El tren entra en Nueva York al tiempo que se entra en el film: en la ficción. Y también en la vida, con un grito femenino, desgarrador y agonizante, que atraviesa la total oscuridad. Luego se oye el sonido de un cachete y el llanto  inaugural de un recién nacido. Lamento quejoso que deviene furia o rabia, anatema incluso. Funciona, en cierto modo, como señal de alianza y condena de la existencia, reducida a la sustancia arrojada del grito. Al tiempo, una voz en off, en segunda persona, en un tono sorprendentemente rudo, destemplado, comenta: «Naciste con el odio y la rabia incorporados.”

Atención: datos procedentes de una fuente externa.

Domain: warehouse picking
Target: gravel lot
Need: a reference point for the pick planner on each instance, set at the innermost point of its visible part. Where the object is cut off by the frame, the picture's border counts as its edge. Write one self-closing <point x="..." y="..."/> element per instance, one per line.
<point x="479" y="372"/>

Y a continuación matizará: «Más tarde aprendiste a contener el grito. Y a dejar salir el odio y la rabia de otra manera». Tal vez ese súbita venida al mundo de la criatura, del todo intempestiva, coincida con el fallecimiento de la madre parturienta. Si es así, en su mismo origen, en tanto que instancia de vida, el protagonista vive ya de la muerte de otro. En todo caso, la desaparición materna lo destinará a la soledad huérfana en que, desde niño, malvive o sobrevive el individuo llamado Frankie Bono, alias “Baby boy”. Será claramente, y sin remisión, un hombre solo, desarraigado y malo, un ángel maldito, de luciferino orgullo.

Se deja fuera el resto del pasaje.